Argghh! This is okay if you’re a community interest perhaps, but let’s not forget some business basics here:

 The point of a business is to deliver shareholder value

In most cases, this means value to you as the business owner, and that value is measured in terms of profit. Doing something you enjoy, and making money from it are not mutually exclusive, and to combine them is not wrong; but it seems that some business owners think it’s wrong on some level to want to make money.

Fix: Accept that running a business is about making a profit. If you are genuinely not interested in making a profit then you may want to change what you do to being a hobby instead. Making a profit is the aim of business, and just think what it would enable you to do? You could give it all to charity if you want to!

Trying to compete on price

It’s quite normal when starting a business to panic about the following dilemmas –  ‘how do I compete with other businesses offering the same as me?’ and ‘how do I get my first customers?’ You can end up reacting with the – ‘I’ll offer it at a lower price’ strategy.

That’s okay if you’re Tesco or the like, and are trying to get people into the store so that they spend more money on other things you sell.

But very rarely (if ever), does competing on price work for a micro business.

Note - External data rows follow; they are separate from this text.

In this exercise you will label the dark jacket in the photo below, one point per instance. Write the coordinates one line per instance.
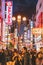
(26, 58)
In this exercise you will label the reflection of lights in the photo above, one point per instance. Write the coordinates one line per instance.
(24, 19)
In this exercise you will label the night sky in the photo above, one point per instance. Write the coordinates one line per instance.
(25, 8)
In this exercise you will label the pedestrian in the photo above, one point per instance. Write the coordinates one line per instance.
(26, 56)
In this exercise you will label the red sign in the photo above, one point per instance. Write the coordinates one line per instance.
(9, 13)
(40, 21)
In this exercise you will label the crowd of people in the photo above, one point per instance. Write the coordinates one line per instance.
(21, 57)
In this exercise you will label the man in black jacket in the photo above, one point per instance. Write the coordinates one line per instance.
(26, 57)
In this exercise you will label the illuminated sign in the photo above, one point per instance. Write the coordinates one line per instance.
(0, 28)
(37, 30)
(9, 13)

You end up attracting the type of customer who is only interested in the cheapest price, and they tend to also be the type of customer who want a pound of flesh. So you end up working really hard to keep these customers happy, and you’re not actually making much, if any, money.

Fix: Identify other areas you can compete on, such as service, quality, speed or expertise. Ask yourself – What is different about your business and your products or services? How are you easing a problem faced by your target clients?

Basing your pricing on the time it takes you to produce the work

Especially common in service based business, is pricing by time i.e. by the hour or day. In fact, lots of service based professionals just assume that this is their industry norm and ‘how things are done around here’.

Why this mistake is two-fold;

  1. It limits what you can earn in your business to the number of hours you have available
  2. It focuses your customer’s mind on the time it takes to produce the work, rather than the end result.

Let’s face it, if someone wants to buy someone else’s time, they can do so pretty cheaply elsewhere. But your customers don’t really want to buy your time – they want to buy your expertise and the results you will bring to their business or life.

Fix: Start digging a little deeper and understand what results your customers are really after, and start pricing according to the value and results you deliver. Get creative and look at how you can package up your services and avoid pricing by time.

Justifying the price you charge

Ever had someone quote you a price and then go on to explain in detail ‘why the price is what it is?’ Makes uncomfortable listening doesn’t it? It gives the impression that the person quoting the price isn’t comfortable with it, and feels the need to justify it. Yes, explain the results and benefits – but don’t go into detail explaining the price. Your prospective customers don’t want to know that the price of your utilities bill has gone up, or your raw materials have increased, or the price of petrol has risen again.

Fix: Be confident in the prices you quote, explain the results and benefits your customers will get, but do not attempt to justify the price. Simply zip your mouth shut after you’ve given the price and give the customer time to decide, or ask questions.

Not offering a premium priced choice

If you’re not giving your customers different price points, then you are not only missing a trick to increase your profit, you’re also not giving your customers the choice they want. We all know the airline example, right? They often have a standard 3 tier pricing structure along the lines of economy, business class and first class. Most people choose economy, but some will pay more for the extras provided in business class, and an even more select few will pay considerably more for the luxury of first class.

Where are you giving your customers the option of a premium priced offer?

Fix: Consider what your customers will pay more for (think along the lines of speed, more done-for-you, exclusivity, comfort, ease, expertise), and start to offer a premium choice. Try it out and see what works.